The International Olympic Committee (IOC) acted as a key player in enabling VANOC to achieve this positive financial outcome as it contributed a total of USD 721 million to the Olympic Games budget. This Olympic Games budget was almost entirely privately funded, with a large contribution by the IOC from revenues received through the sale of broadcast rights and through the Olympic Partner Programme, TOP. Organising Committees then have their own revenue streams, including from national sponsors, licensing and ticket sales.
From new state-of-the art sports facilities, venues, transport and infrastructure improvements to environmental and economic benefits, Vancouver used the Olympic Winter Games as a catalyst to inspire shared pride and unity from coast to coast, and to create a number of lasting legacies.
Positive Financial Legacy
VANOC’s final financial accounting reports both revenues and expenses of approximately CAD 1.9 million, with all suppliers paid and all revenues collected. As promised in December 2010, the Olympic Winter Games in Vancouver have been concluded free of debt, and with no additional government funds needed.

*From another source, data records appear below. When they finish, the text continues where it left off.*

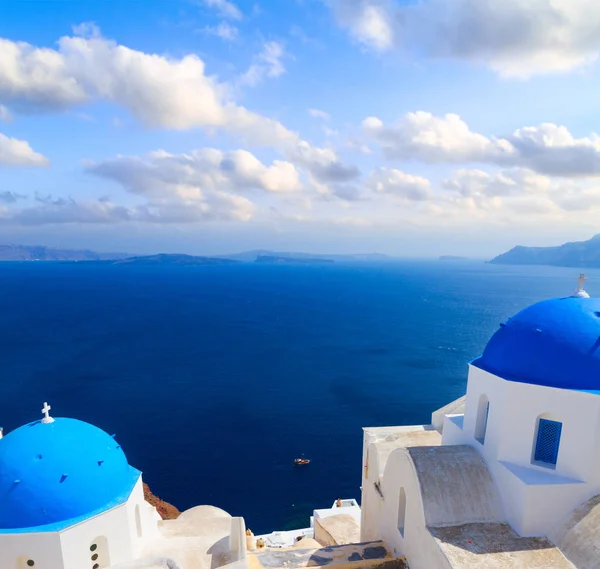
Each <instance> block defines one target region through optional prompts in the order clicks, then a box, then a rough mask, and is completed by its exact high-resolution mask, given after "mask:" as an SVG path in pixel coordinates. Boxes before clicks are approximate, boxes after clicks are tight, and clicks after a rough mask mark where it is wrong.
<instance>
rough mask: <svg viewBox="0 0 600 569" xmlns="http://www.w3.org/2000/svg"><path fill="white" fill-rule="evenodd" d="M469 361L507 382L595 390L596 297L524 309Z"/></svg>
mask: <svg viewBox="0 0 600 569" xmlns="http://www.w3.org/2000/svg"><path fill="white" fill-rule="evenodd" d="M473 365H475V366H477V367H479V368H481V369H483V370H485V371H488V372H490V373H493V374H494V375H497V376H499V377H502V378H503V379H507V380H510V381H518V382H522V383H531V384H534V385H545V386H547V387H558V388H562V389H575V390H583V391H600V299H597V298H589V297H588V298H586V297H584V296H579V297H576V296H573V297H567V298H555V299H552V300H545V301H542V302H538V303H537V304H533V305H532V306H529V307H528V308H525V309H524V310H522V311H521V312H519V313H518V314H517V315H516V316H513V317H512V318H510V319H509V320H508V321H507V322H506V323H505V324H501V325H500V329H499V330H498V331H497V332H496V333H495V334H494V335H493V336H492V339H491V340H490V341H489V342H488V345H487V346H486V348H485V350H484V352H483V355H482V356H481V357H480V358H478V359H477V360H475V361H474V362H473Z"/></svg>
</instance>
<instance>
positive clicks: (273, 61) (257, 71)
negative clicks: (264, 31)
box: [238, 41, 285, 87]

Over the dissolution period, which started in 2010, VANOC settled and closed over 2,700 expenditure contracts and over 250 revenue contracts for goods and services required to stage the 2010 Olympic Winter Games.

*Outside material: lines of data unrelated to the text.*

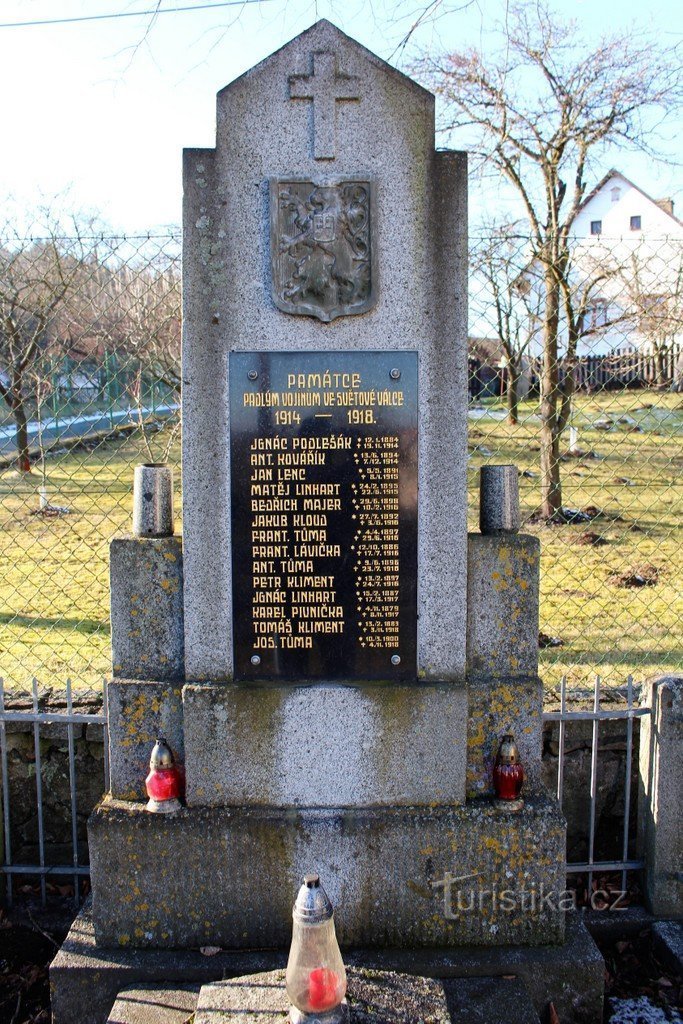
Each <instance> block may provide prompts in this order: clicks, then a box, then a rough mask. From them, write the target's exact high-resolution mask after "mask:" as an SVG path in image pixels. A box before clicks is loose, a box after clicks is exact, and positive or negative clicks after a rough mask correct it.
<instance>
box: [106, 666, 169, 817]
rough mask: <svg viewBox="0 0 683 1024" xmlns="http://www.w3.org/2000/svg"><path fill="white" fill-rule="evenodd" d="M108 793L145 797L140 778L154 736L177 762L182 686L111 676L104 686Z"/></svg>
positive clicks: (149, 750)
mask: <svg viewBox="0 0 683 1024" xmlns="http://www.w3.org/2000/svg"><path fill="white" fill-rule="evenodd" d="M106 707H108V714H109V728H110V779H111V793H112V796H113V797H116V798H117V799H118V800H146V793H145V790H144V779H145V778H146V775H147V772H148V771H150V755H151V754H152V748H153V746H154V744H155V741H156V739H157V738H158V737H159V736H163V737H164V738H165V739H166V741H167V742H168V744H169V746H170V748H171V750H172V752H173V755H174V757H175V759H176V761H177V762H179V763H180V764H182V763H183V761H184V749H183V739H182V686H181V685H180V684H173V683H171V682H165V683H161V682H152V681H145V682H141V681H140V680H136V679H113V680H112V681H111V682H110V684H109V686H108V689H106Z"/></svg>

Lasting Community Legacies
Vancouver is still benefitting from being an Olympic city thanks to the legacy plans that were put in place by VANOC, with the support of local stakeholders and the Olympic Movement.
For example, thanks to assistance from the IOC, VANOC was able to ensure that the Whistler Sport Legacies facilities were positioned to be sustainable as they transitioned to long-term operations under the ownership of a not-for-profit society.

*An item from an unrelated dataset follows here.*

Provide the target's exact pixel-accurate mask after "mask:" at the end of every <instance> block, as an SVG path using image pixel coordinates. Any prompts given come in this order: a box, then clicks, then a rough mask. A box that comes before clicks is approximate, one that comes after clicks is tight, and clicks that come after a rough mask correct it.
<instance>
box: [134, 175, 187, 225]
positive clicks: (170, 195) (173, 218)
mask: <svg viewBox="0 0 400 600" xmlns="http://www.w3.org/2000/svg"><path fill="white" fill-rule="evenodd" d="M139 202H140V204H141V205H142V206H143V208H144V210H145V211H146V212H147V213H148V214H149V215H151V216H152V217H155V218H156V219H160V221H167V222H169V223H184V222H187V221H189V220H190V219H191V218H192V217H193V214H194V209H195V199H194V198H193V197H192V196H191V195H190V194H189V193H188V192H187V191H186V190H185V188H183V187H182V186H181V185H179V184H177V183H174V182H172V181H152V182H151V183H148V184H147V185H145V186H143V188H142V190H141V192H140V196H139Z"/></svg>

Similar successes occurred in Vancouver as well. The Richmond Olympic Oval skating track has, for instance, been transformed into a community facility that includes an indoor track, two ice rinks, badminton courts, volleyball courts and a 2,300-square-foot fitness centre, helping get more people, especially local young people, involved in sport.
Vancouver was the first host city to set up a not-for-profit organisation during the bid process to develop lasting community legacies. 2010 Legacies Now focused on legacies in sport, the arts, literacy, environment, accessibility and volunteerism.
A Profitable Village
Last April, the City of Vancouver, in cooperation with VANOC, sold the remaining condominium units from the former Olympic Village to a private entity, enabling them not just to pay off the debt of the Olympic Village development but to make a profit of CAD 70 million, which will be re-invested into community amenities and public infrastructure.
The Olympic Village housed some 2,800 athletes and officials during 2010 Olympic Winter Games. Built on the last remaining piece of underdeveloped waterfront of the city, it was developed in such a way as to become a model community of economic, social and environmental sustainability, and has been instrumental in revitalising the waterfront neighbourhood.